2. the law forbids employers to enjoy the right of arbitrary termination of labor relations based on their advantageous position.
The labor contract law of thirty-ninth, fortieth, forty-first, forty-third stipulates the conditions and procedures of the employers to dissolve labor contracts and layoffs. Except for one of the six cases in which there are thirty-ninth provisions, the employer can dissolve the labor contract directly, without the need to inform and compensate for the labor relations in advance.
In this case, Lei Mou did not take the initiative to terminate labor relations during his work, and there was no evidence to prove that L company terminated the conditions of labor relations. L company did not have the initiative to rescind labor relations in the labor contract law.
3., workers refuse to sign blank labor contracts is a reasonable self-help behavior.
The confidence of employers in "not signing contracts can be relieved" comes from the provisions of the fifth and sixth regulations of the implementation of the labor contract law, because fifth of the regulations have "...
If a laborer fails to conclude a written labor contract with the employer, the employer shall notify the worker in writing to terminate the labor relationship without paying the financial compensation to the laborer. "
Article sixth, paragraph 1, shall have a written labor contract which has not been worked with the employee for more than one month after the employer has been employed for more than one month.
To supplement written labor contracts with workers;
Worker
If the employer fails to conclude a written labor contract with the employer, the employer shall notify the worker in writing to terminate the labor relationship. "
Expression.
Literally, it seems that employers can refuse workers.
Labor contract
In order to terminate labor relations, the law is misinterpreted in a way out of context.

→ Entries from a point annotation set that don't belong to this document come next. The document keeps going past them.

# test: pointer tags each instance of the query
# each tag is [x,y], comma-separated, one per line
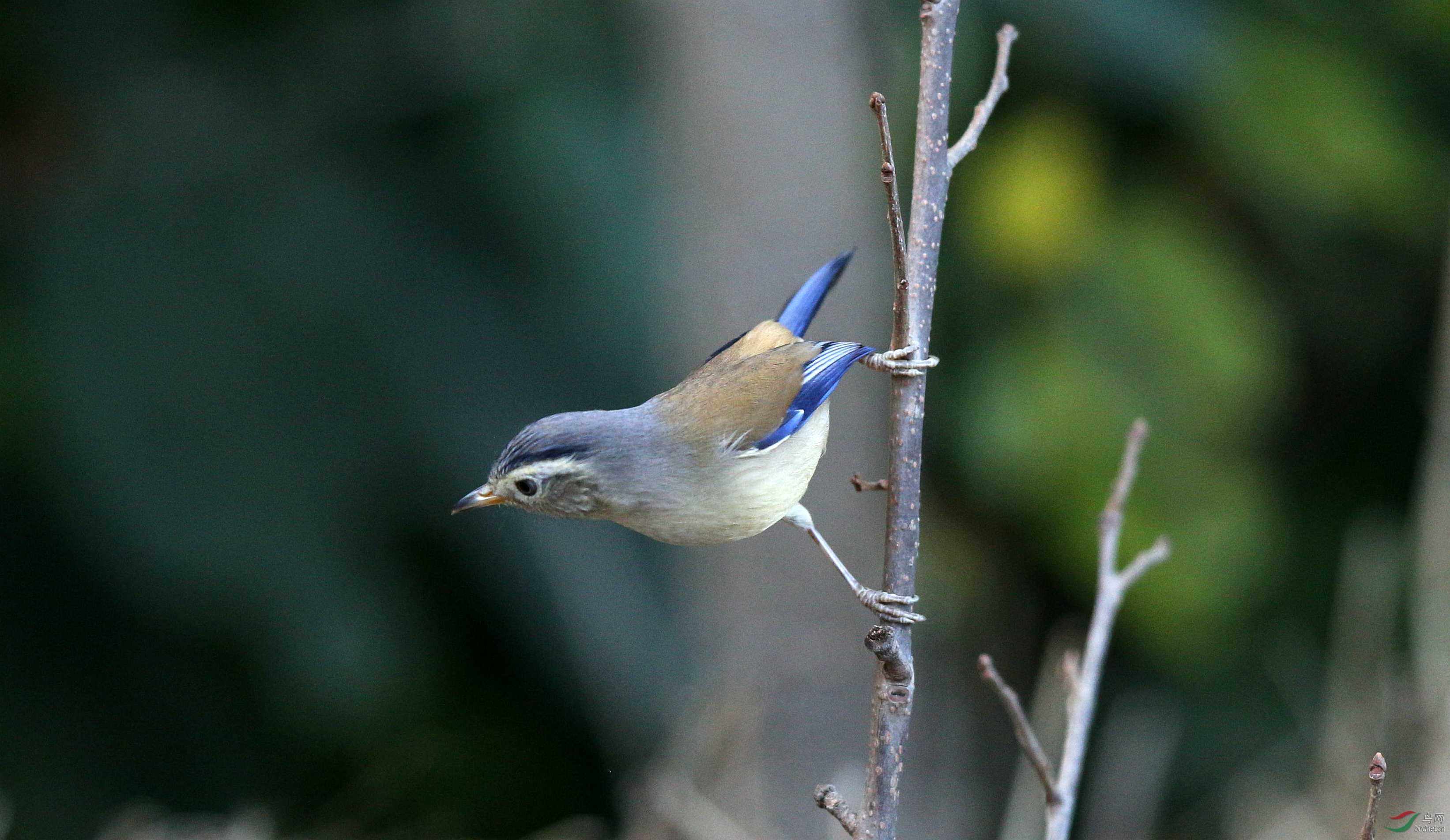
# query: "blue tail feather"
[804,305]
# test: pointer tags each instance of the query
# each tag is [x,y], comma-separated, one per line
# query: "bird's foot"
[885,604]
[900,364]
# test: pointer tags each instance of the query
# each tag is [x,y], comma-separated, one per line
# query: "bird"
[721,457]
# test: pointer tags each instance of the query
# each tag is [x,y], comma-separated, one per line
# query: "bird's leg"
[898,363]
[885,604]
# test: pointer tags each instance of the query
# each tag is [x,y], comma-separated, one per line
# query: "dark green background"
[278,278]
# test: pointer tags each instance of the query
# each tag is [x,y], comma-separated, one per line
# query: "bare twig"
[915,258]
[979,118]
[1026,738]
[1377,783]
[1113,584]
[831,803]
[892,703]
[860,484]
[894,219]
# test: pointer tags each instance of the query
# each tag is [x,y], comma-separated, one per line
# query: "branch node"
[834,804]
[1021,728]
[884,644]
[860,484]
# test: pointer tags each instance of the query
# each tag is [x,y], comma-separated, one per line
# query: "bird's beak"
[482,497]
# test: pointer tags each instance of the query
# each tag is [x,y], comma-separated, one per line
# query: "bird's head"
[554,467]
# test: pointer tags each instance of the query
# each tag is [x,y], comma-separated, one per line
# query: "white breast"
[736,496]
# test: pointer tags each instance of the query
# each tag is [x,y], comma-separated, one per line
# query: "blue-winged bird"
[721,457]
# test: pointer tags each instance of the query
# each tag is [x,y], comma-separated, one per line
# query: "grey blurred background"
[278,280]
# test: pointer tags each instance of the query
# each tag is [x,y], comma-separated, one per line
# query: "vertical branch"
[1082,700]
[894,219]
[915,255]
[1377,783]
[891,705]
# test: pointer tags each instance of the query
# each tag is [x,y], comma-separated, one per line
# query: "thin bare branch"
[894,218]
[915,258]
[1110,525]
[979,118]
[1377,781]
[1113,585]
[860,484]
[1145,561]
[1026,738]
[882,642]
[834,804]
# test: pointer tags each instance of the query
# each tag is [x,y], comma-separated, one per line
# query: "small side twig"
[979,118]
[894,218]
[1377,783]
[834,804]
[1026,738]
[860,484]
[1113,585]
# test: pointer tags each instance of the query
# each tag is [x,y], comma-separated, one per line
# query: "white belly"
[740,496]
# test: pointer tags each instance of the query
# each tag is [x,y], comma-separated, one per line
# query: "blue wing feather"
[820,379]
[807,302]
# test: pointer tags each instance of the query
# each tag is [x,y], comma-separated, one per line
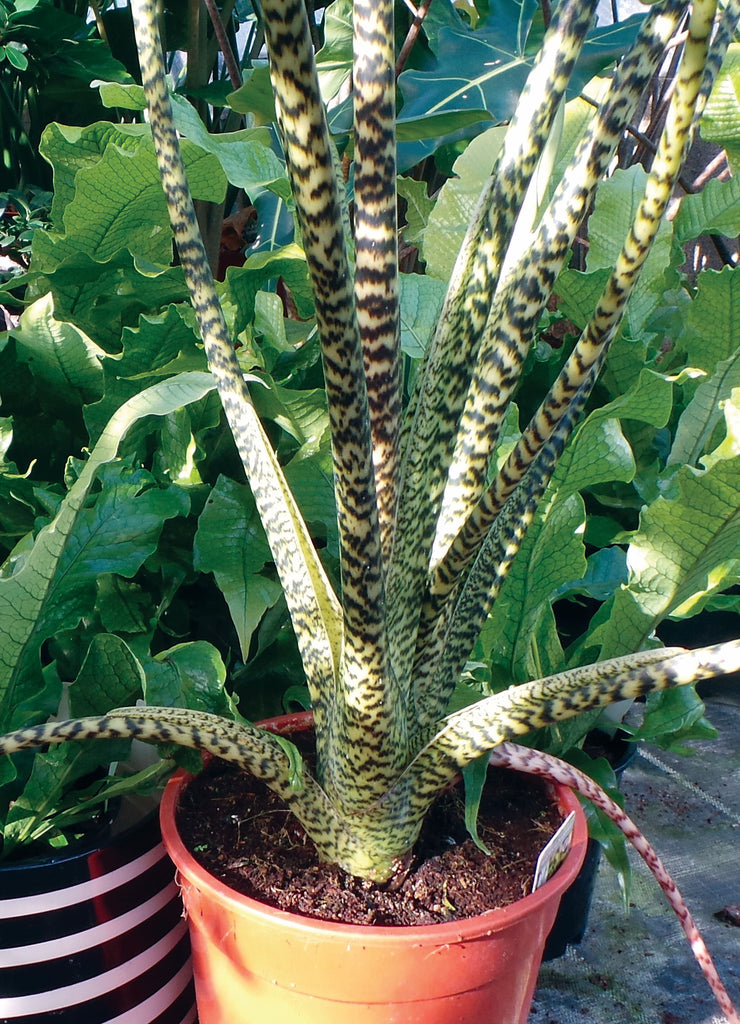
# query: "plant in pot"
[429,525]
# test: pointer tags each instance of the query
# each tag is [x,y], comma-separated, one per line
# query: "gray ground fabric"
[637,967]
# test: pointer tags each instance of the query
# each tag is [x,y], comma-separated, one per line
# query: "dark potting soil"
[244,835]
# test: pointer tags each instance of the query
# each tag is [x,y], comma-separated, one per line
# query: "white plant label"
[554,853]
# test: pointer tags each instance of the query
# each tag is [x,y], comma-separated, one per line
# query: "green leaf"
[721,120]
[101,298]
[29,608]
[334,60]
[518,636]
[47,790]
[686,549]
[486,69]
[190,675]
[64,363]
[458,198]
[310,475]
[700,418]
[421,301]
[419,207]
[243,283]
[110,677]
[230,543]
[123,97]
[578,294]
[160,346]
[712,322]
[673,717]
[715,210]
[474,776]
[115,200]
[246,157]
[255,96]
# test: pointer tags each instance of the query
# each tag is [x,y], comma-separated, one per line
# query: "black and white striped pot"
[95,937]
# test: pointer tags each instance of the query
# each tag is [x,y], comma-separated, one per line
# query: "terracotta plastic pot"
[255,965]
[95,936]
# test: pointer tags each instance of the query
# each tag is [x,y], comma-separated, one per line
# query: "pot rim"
[191,872]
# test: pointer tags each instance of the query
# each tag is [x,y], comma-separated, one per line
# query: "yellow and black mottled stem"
[313,607]
[366,741]
[265,756]
[432,679]
[431,423]
[495,557]
[376,230]
[511,715]
[519,304]
[579,373]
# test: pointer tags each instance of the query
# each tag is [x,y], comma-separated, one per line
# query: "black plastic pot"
[572,919]
[95,936]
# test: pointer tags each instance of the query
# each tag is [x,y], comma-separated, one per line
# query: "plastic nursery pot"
[253,964]
[572,918]
[95,936]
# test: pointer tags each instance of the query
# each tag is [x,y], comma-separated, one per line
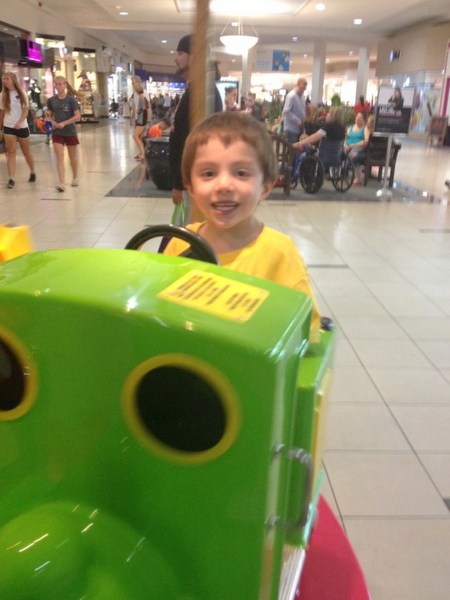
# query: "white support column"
[318,73]
[363,73]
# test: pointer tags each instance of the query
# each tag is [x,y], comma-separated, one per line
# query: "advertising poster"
[393,110]
[281,60]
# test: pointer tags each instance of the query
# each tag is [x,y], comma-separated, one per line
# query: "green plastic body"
[97,499]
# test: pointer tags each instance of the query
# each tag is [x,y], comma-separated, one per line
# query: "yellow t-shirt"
[273,256]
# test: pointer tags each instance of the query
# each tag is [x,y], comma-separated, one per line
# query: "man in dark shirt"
[181,125]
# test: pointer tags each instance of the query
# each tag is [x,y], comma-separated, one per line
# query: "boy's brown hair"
[230,127]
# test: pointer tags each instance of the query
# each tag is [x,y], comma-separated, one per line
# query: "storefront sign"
[281,60]
[393,110]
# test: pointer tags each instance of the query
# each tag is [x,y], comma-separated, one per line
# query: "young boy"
[228,167]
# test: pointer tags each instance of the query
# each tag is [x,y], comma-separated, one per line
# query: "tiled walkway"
[382,271]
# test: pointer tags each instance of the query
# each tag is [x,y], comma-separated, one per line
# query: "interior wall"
[421,49]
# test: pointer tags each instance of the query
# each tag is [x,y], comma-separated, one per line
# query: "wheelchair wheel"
[311,174]
[342,176]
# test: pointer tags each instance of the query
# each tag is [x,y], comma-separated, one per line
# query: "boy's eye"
[207,173]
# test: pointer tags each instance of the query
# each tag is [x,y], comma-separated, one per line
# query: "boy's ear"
[267,188]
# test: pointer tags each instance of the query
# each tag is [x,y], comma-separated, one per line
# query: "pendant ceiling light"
[237,42]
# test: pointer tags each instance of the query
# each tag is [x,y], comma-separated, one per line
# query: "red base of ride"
[331,570]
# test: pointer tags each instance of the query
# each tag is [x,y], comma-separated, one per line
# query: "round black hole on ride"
[180,409]
[12,381]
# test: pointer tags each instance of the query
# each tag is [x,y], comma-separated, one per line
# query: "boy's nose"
[224,180]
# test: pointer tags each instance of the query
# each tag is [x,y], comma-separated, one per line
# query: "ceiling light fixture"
[238,43]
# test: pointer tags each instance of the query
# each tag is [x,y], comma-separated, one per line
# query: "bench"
[376,157]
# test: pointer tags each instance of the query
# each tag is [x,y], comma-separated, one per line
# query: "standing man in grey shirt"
[294,111]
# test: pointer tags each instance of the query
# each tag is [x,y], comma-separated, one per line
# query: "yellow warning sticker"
[217,295]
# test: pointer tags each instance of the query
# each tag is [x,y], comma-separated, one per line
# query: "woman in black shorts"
[13,119]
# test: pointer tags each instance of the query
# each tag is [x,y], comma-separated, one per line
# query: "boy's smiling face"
[227,183]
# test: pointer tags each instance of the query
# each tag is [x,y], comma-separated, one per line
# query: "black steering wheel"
[198,249]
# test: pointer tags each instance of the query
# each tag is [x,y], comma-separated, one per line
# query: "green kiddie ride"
[161,424]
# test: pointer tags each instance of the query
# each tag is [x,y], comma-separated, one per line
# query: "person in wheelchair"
[333,131]
[330,159]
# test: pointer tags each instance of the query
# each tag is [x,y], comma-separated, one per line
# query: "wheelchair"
[327,160]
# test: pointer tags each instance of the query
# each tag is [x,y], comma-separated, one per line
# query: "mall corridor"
[381,270]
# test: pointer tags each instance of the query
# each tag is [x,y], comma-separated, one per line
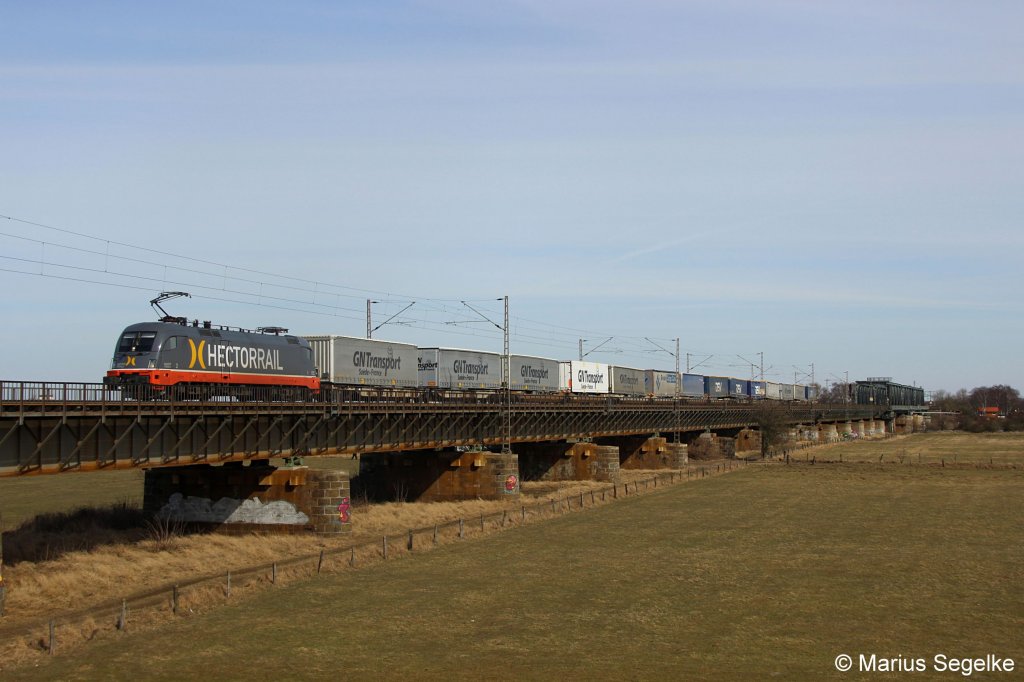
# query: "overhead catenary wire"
[279,291]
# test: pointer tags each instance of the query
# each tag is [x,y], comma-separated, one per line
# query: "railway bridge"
[440,444]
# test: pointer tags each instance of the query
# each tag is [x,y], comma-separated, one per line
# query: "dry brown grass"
[71,586]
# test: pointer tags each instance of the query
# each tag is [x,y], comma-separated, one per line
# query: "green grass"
[771,571]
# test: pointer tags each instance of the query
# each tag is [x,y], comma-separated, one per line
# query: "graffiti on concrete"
[227,510]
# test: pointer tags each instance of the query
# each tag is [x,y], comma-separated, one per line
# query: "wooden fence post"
[123,619]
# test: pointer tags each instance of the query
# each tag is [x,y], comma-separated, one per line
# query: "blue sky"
[837,183]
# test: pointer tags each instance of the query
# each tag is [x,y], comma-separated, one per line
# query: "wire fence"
[181,595]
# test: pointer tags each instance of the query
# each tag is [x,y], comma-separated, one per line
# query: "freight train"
[176,358]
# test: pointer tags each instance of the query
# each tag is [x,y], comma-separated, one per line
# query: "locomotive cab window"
[136,342]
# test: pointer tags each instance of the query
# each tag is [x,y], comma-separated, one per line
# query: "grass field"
[951,448]
[20,499]
[771,571]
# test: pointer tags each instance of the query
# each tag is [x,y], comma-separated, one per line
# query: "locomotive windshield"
[136,342]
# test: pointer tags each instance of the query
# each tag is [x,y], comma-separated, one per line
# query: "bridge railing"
[44,391]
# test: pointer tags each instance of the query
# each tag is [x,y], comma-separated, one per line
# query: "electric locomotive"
[173,355]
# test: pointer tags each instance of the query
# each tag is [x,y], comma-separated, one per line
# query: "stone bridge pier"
[438,475]
[827,433]
[646,452]
[567,461]
[257,497]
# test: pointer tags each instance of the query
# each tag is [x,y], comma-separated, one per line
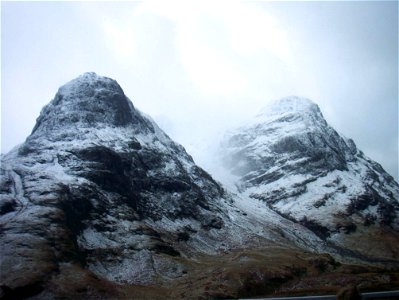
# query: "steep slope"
[289,158]
[99,190]
[100,203]
[99,184]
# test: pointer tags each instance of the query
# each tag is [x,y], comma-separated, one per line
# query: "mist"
[199,69]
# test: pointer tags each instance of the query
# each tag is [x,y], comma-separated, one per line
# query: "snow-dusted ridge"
[299,166]
[99,185]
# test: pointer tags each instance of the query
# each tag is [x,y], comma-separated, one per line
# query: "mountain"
[99,203]
[293,161]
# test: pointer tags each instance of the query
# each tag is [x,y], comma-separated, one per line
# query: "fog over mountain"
[100,203]
[201,68]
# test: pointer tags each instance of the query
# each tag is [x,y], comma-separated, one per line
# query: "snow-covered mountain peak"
[87,101]
[290,104]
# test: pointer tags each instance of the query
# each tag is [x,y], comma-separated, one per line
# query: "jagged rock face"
[98,198]
[290,158]
[100,185]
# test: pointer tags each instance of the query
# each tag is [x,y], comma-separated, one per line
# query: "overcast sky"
[199,68]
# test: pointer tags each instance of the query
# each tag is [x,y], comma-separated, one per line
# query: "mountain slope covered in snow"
[99,202]
[289,158]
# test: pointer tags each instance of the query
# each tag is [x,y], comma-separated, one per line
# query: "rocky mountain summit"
[100,203]
[289,158]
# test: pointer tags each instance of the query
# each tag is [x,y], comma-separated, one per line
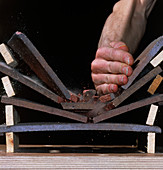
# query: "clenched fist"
[111,67]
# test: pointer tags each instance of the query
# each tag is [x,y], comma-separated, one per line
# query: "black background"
[66,33]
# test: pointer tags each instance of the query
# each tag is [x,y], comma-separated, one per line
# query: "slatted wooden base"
[80,161]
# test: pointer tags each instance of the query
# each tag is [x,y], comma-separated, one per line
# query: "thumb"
[120,45]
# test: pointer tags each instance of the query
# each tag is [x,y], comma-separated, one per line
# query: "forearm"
[127,23]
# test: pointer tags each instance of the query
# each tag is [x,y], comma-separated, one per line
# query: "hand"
[111,67]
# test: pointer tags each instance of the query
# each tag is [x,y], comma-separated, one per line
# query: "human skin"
[119,39]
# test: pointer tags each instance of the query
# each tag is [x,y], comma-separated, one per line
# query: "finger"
[106,88]
[115,55]
[109,79]
[121,45]
[103,66]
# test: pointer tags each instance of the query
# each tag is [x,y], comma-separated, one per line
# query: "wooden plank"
[157,60]
[127,108]
[127,93]
[5,69]
[85,161]
[24,47]
[43,108]
[52,126]
[12,139]
[151,142]
[155,84]
[137,86]
[152,114]
[7,55]
[151,136]
[8,86]
[78,106]
[144,58]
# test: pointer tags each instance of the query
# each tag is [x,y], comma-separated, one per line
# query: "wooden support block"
[12,139]
[152,114]
[151,136]
[155,84]
[7,55]
[151,142]
[157,60]
[8,86]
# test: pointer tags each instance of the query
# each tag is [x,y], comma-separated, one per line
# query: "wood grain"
[127,108]
[43,108]
[24,47]
[5,69]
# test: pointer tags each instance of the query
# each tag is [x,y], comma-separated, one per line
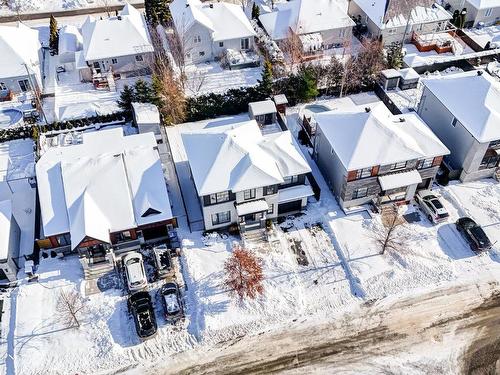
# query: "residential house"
[394,21]
[119,44]
[206,31]
[319,24]
[373,156]
[464,112]
[103,196]
[10,236]
[479,12]
[244,177]
[20,56]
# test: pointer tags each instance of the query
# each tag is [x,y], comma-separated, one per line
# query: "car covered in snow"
[473,234]
[171,299]
[134,270]
[163,261]
[432,206]
[141,308]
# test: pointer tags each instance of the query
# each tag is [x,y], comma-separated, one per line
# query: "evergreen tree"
[143,93]
[127,97]
[395,56]
[266,82]
[54,35]
[255,11]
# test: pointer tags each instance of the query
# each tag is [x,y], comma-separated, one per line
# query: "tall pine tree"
[54,35]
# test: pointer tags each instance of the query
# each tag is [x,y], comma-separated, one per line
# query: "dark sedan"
[473,234]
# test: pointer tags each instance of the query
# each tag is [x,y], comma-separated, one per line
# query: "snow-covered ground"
[12,7]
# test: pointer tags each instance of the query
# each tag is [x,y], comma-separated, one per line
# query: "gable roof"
[225,21]
[20,48]
[103,185]
[124,35]
[393,13]
[473,99]
[240,158]
[304,17]
[365,139]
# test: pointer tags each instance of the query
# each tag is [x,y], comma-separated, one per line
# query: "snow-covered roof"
[304,17]
[5,218]
[365,139]
[399,179]
[262,107]
[484,4]
[473,99]
[19,50]
[240,158]
[146,113]
[389,18]
[108,183]
[123,35]
[17,160]
[225,21]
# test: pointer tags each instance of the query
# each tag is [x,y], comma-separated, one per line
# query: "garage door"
[293,206]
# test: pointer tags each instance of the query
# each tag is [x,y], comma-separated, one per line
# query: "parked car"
[134,270]
[171,299]
[141,308]
[163,261]
[431,206]
[473,234]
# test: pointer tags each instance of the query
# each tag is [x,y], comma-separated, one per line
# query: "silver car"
[431,206]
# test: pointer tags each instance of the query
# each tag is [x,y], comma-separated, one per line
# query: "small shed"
[10,236]
[409,79]
[147,118]
[264,112]
[389,79]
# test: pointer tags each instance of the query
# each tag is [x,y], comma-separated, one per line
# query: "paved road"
[467,314]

Two laws and regulations have set up applicable time conditions and procedural requirements, of which fifth are "within one month from the date of self employment, after the written notice of the employer", and the sixth is "a written labor contract not signed with the employee for more than one month after the date of the employer's employment."
The key point is that "written labor contract" is not only a labor contract written in the form of a contract, but a written labor contract with the content of the seventeenth provision of the labor contract law. For a blank labor contract, a labor contract which does not strictly comply with the provisions of the law, the relevant contents are undefined or not agreed, not the contract referred to by the legislature, and the provisions of the fifth and sixth rules for the implementation of the labor contract law shall be excluded.
The worker's refusal to such a contract is a dissatisfaction against the prior obligation of the employer, and it is a reasonable limit of self rescue. The result is only that the written labor contract has not been signed, and it still has to maintain the balance of rights and obligations under the applicable rules. This is also in line with the principle of credit and fairness in civil activities.
If the employer is to terminate the contract, it will undoubtedly abuse the dominant position and infringe upon the legitimate rights and interests of the laborers.
In this case, Lei Mou and L company have formed a non fixed term labor contract relationship. L company abuses the dominant position of the position control. On the basis of misinterpreting the legal provisions, it carries out "delisting", violating the provisions of the labor contract law, and shall bear the legal liability for illegal termination of labor in accordance with the law.